Barby. Musikalisch wird das freudige Ereignis vom gemischten Kirchenchor begleitet, den Kirchenmusikdirektorin Beate Besser leitet. Die Arbeiten umfassen einen Finanzaufwand von rund 200000 Euro. Hauptbestandteil der Sanierung waren die Erneuerung des Innenputzes sowie die Freilegung der Decken- und Wandmalereien.

Die Balkendecke war in den 1930er Jahren mit grauer Leimfarbe überstrichen worden und ließ sich relativ gut säubern. Darunter fand man mehrfarbige Schablonenmalereien, wie sie vor 120 Jahren Mode waren. Bei einer Sanierung wurden Ende des 19. Jahrhunderts auch sogenannte Teppichmuster auf die Wände gemalt, die jedoch nicht wieder zu Ehren kamen. Die Übermusterung entsprach dem damaligen Zeitgeschmack. Ihr Nachteil war, dass die wertvollen Epitaphe zu "Suchbildern" wurden.
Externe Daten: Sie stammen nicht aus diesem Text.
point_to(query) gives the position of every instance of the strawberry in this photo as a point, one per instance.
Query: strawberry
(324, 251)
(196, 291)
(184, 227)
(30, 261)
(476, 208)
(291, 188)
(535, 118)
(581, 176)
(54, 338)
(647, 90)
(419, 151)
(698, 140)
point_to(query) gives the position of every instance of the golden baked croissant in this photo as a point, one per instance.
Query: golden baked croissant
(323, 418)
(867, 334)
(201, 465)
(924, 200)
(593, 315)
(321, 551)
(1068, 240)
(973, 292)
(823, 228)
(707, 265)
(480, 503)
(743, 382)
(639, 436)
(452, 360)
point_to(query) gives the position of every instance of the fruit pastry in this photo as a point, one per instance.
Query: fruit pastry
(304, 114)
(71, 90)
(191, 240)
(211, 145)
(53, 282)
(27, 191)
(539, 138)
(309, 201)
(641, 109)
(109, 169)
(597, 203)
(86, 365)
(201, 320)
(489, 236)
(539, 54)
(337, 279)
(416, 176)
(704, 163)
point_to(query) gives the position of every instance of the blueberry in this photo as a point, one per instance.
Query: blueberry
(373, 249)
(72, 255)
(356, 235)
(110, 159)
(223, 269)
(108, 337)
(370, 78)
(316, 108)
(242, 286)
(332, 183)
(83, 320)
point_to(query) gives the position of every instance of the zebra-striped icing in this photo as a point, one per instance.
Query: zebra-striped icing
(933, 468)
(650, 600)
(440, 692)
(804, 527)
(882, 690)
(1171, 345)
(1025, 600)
St. Johannis erstrahlt in einem verhaltenen Beige-Farbton, der mit dem dunklen Eichengestühl und der Balkendecke harmoniert. Die Grabsteine aus Romanik, Gotik und Renaissance kommen sehr gut zur Wirkung.
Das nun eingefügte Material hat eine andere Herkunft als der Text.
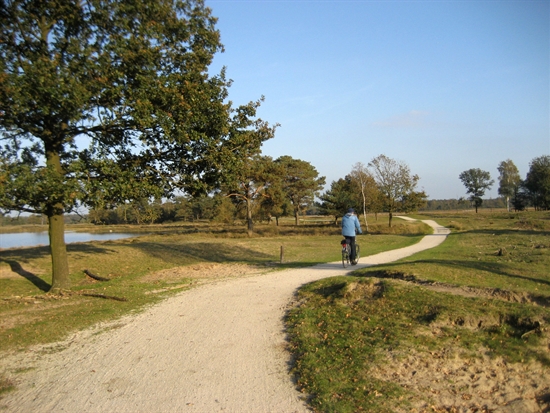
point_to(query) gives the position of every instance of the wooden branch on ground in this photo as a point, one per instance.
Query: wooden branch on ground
(107, 297)
(95, 277)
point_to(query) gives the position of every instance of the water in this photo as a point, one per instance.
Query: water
(34, 239)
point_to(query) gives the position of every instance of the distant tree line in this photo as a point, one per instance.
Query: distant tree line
(518, 194)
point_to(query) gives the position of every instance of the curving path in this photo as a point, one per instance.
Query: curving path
(217, 348)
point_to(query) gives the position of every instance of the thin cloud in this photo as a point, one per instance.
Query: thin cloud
(413, 119)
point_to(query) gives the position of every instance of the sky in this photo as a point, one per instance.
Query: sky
(443, 86)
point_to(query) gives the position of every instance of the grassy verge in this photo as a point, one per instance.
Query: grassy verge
(484, 294)
(32, 316)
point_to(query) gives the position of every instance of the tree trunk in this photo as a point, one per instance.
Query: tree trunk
(60, 262)
(249, 221)
(56, 229)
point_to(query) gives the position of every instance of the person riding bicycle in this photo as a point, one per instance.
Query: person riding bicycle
(351, 226)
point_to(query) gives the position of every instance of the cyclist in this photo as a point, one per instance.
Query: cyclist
(351, 226)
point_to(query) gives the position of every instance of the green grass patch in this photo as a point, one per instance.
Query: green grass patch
(483, 294)
(32, 316)
(346, 326)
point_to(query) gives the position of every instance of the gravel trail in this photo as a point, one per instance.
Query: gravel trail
(219, 347)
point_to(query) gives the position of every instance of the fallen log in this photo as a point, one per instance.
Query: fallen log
(95, 277)
(107, 297)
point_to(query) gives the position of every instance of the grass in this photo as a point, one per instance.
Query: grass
(32, 316)
(346, 328)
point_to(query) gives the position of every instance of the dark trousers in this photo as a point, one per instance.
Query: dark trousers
(351, 243)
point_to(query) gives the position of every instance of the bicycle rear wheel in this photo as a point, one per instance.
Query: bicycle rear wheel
(357, 255)
(345, 256)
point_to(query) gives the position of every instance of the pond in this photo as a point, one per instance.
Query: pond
(34, 239)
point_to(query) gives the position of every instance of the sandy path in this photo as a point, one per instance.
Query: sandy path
(219, 347)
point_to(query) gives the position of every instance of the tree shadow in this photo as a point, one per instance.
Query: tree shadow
(37, 281)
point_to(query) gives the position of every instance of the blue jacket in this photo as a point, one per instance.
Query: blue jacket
(350, 223)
Beleuchtungs- und Tonanlage sind neu

Auch die alte, elektrische Bankheizung der ersten zehn Reihen wurde modernisiert. Neue Lampen erhellen fortan das Kirchenschiff. Sie sind dimmbar und in mehreren Gruppen geschaltet. Die schlichten und modernen Leuchtkörper wurden überall dort installiert, wo Licht zu unterschiedlichen Anlässen benötigt wird: unter der Orgelempore, über dem Gestühl, vor dem Altar. Der Kirchbauverein hatte dafür eine Sammlung organisiert und die Lichttechnik finanziert. Eine weitere technische Neuerung ist die dezent installierte Tonanlage, die Sprechern von verschiedenen Stellen der Kirche aus Gehör verschaffen wird.